Zimbabwe’s Helicopter Drop Proved Disastrous

Sir, Samuel Brittan argues (“Come on Bernanke, fire up the helicopter engines”, August 31) that one way to stimulate the US economy would be to simply print money and literally drop it from helicopters. That way no banks would be involved except the Federal Reserve and people would freely spend their excess cash balances and rejuvenate the sluggish economy.

Chairman Ben Bernanke has used the helicopter metaphor and adopted quantitative easing to expand the Fed’s balance sheet and increase the growth of high-powered money. Most of that money, however, has ended up in sterile reserves held at the central bank and has not had much impact on increasing nominal income.

There is no doubt that directly increasing the quantity of money, possibly by lowering tax rates and having the Treasury send everyone a large rebate financed by printing money, would stimulate spending — but it would soon lead to rapid inflation and slow, not increase, economic growth.
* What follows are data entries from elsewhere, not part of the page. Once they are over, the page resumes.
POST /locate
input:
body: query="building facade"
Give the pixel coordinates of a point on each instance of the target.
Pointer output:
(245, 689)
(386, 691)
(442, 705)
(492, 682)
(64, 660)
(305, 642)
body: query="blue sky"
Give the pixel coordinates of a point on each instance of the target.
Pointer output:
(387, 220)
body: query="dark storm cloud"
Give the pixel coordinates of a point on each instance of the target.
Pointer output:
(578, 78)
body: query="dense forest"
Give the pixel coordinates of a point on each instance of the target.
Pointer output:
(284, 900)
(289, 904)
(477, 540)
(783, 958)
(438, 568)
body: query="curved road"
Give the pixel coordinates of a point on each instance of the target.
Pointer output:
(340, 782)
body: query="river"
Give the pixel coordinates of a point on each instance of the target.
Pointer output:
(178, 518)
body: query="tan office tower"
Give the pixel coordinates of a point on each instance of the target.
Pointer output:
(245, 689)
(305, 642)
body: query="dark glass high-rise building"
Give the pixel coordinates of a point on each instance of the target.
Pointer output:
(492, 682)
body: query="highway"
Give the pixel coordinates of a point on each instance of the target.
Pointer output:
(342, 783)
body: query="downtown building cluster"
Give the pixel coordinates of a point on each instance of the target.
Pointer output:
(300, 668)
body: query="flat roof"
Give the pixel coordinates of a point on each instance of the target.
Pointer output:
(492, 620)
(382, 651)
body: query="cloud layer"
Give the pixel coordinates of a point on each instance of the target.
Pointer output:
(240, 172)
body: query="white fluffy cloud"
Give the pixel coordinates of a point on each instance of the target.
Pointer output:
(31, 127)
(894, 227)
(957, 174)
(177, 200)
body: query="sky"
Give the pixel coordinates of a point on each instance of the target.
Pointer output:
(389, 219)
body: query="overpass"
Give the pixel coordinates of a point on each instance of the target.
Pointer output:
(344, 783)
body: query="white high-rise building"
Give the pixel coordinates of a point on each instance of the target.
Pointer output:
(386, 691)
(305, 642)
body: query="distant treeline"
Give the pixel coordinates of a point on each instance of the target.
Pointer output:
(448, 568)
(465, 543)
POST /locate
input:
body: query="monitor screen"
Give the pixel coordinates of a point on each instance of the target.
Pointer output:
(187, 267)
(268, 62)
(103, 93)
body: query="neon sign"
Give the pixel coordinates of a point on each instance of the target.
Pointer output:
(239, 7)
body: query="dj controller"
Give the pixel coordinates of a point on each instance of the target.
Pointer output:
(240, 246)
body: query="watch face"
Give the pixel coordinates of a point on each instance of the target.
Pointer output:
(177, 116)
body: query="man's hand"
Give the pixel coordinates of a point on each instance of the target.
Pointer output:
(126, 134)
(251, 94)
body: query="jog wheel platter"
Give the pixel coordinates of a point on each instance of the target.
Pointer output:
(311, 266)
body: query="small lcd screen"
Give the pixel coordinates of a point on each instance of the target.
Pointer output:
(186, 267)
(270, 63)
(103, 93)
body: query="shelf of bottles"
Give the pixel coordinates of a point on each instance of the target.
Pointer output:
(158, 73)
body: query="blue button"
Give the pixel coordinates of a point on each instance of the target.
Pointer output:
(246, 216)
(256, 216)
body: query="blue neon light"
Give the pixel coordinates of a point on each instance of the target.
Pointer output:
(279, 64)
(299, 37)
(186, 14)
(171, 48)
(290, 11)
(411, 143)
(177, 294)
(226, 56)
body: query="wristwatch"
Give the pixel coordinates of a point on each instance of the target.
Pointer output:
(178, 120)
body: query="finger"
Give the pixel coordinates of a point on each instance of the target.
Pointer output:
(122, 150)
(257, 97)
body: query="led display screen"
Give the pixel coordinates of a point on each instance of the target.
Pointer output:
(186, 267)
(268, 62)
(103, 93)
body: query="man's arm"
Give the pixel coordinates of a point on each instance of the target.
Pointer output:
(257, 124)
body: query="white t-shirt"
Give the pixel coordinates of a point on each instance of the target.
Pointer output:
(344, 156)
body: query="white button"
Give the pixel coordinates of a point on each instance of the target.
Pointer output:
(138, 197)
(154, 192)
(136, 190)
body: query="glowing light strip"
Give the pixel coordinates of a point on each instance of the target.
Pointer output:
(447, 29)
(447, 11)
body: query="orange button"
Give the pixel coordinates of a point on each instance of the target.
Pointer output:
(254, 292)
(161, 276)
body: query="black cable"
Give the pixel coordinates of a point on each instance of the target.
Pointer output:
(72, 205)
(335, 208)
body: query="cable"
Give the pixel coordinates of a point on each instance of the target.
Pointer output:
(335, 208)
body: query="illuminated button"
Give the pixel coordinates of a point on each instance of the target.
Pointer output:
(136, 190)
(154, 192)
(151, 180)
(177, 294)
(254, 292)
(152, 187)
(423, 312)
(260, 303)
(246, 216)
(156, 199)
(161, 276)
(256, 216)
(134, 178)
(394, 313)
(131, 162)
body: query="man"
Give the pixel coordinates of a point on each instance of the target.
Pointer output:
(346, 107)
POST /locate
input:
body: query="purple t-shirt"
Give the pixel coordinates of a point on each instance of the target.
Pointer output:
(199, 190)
Sir Samuel recognises the dangers of the helicopter experiment, but contends that with deficient aggregate demand “the main initial effect will be to boost output and employment”. He even imagines an “ingenious” twist in which “helicopter money could be stamped so that it lost its value if it were not spent by a certain date”.
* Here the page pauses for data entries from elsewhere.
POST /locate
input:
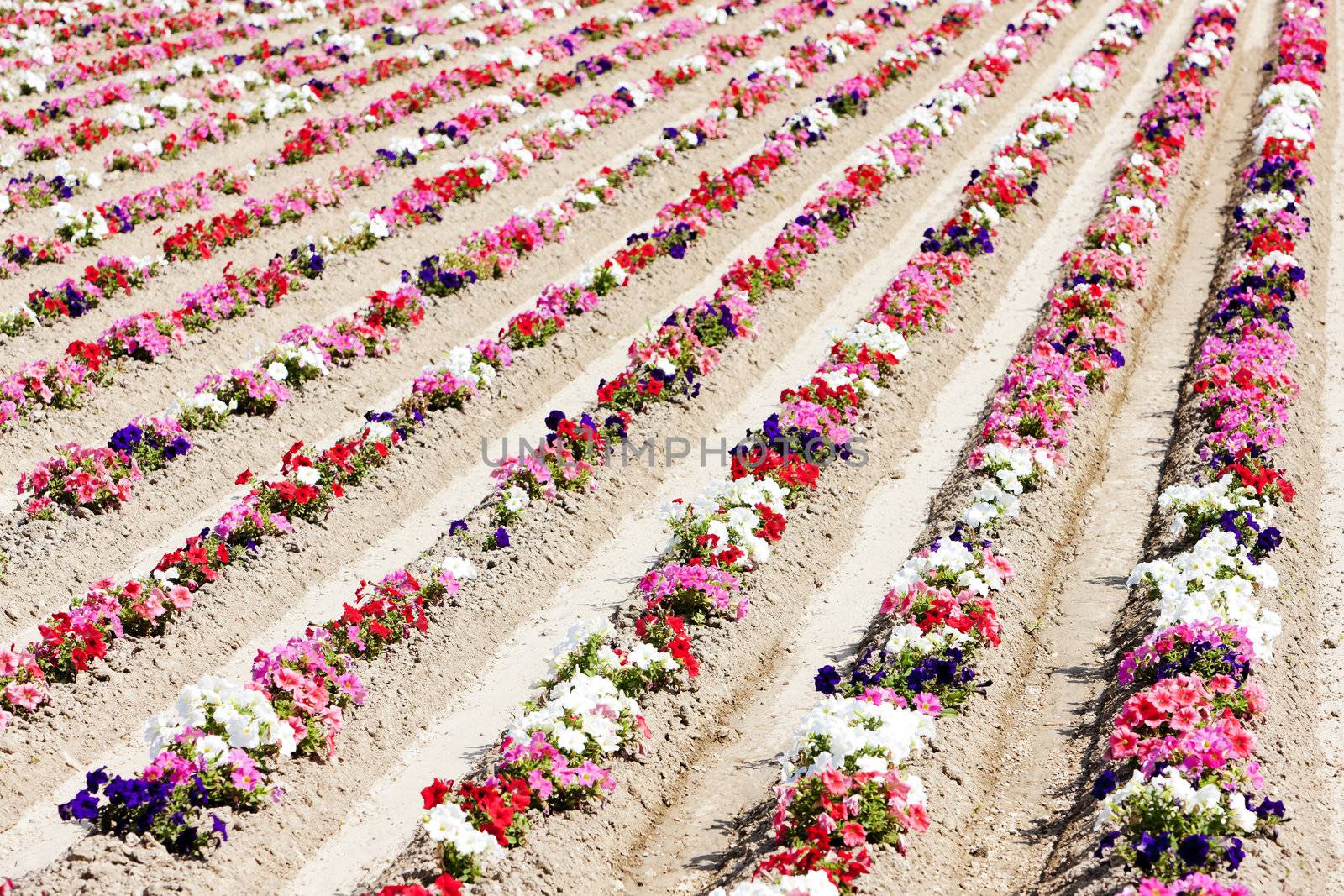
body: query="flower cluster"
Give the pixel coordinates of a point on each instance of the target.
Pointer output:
(222, 741)
(941, 598)
(1194, 788)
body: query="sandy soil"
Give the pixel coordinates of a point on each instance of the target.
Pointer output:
(1008, 779)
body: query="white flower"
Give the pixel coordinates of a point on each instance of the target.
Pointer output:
(448, 824)
(459, 567)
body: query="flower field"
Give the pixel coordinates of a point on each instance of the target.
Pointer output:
(756, 448)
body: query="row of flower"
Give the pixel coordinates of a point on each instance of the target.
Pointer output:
(221, 110)
(277, 65)
(280, 70)
(132, 24)
(1182, 786)
(82, 228)
(65, 383)
(120, 29)
(73, 641)
(554, 752)
(51, 73)
(277, 101)
(78, 228)
(219, 127)
(101, 477)
(844, 782)
(273, 63)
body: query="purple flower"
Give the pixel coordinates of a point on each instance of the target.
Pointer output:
(827, 680)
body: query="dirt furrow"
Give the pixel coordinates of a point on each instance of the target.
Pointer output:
(214, 637)
(1296, 739)
(573, 851)
(165, 291)
(699, 835)
(183, 497)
Well, that experiment has been tried in Zimbabwe and failed miserably. Gideon Gono, the head of the central bank, financed government spending by creating massive amounts of newly minted Zimbabwean dollars and placed expiration dates on the notes. The velocity of money increased dramatically along with the money supply and the result was hyperinflation. The government then imposed price controls and blamed “capitalists” for the inflation. The economy disintegrated and social stability was lost. Economic and personal freedom disappeared. That result is also predictable in America.

Sir Samuel offers advice to “more reasonable members” of the Republican party that they should “countenance the Fed experimenting with the equivalent of a helicopter drop”. The reality is that his “thought experiment” has been tested and failed. Real growth comes from institutional change that rewards success and does not penalise entrepreneurship or the rich.

Money creation is not a panacea; it cannot create wealth. But inflation and price controls can destroy it.

James A. Dorn is a China specialist at the Cato Institute in Washington, D.C., and co-editor of China’s Future: Constructive Partner or Emerging Threat?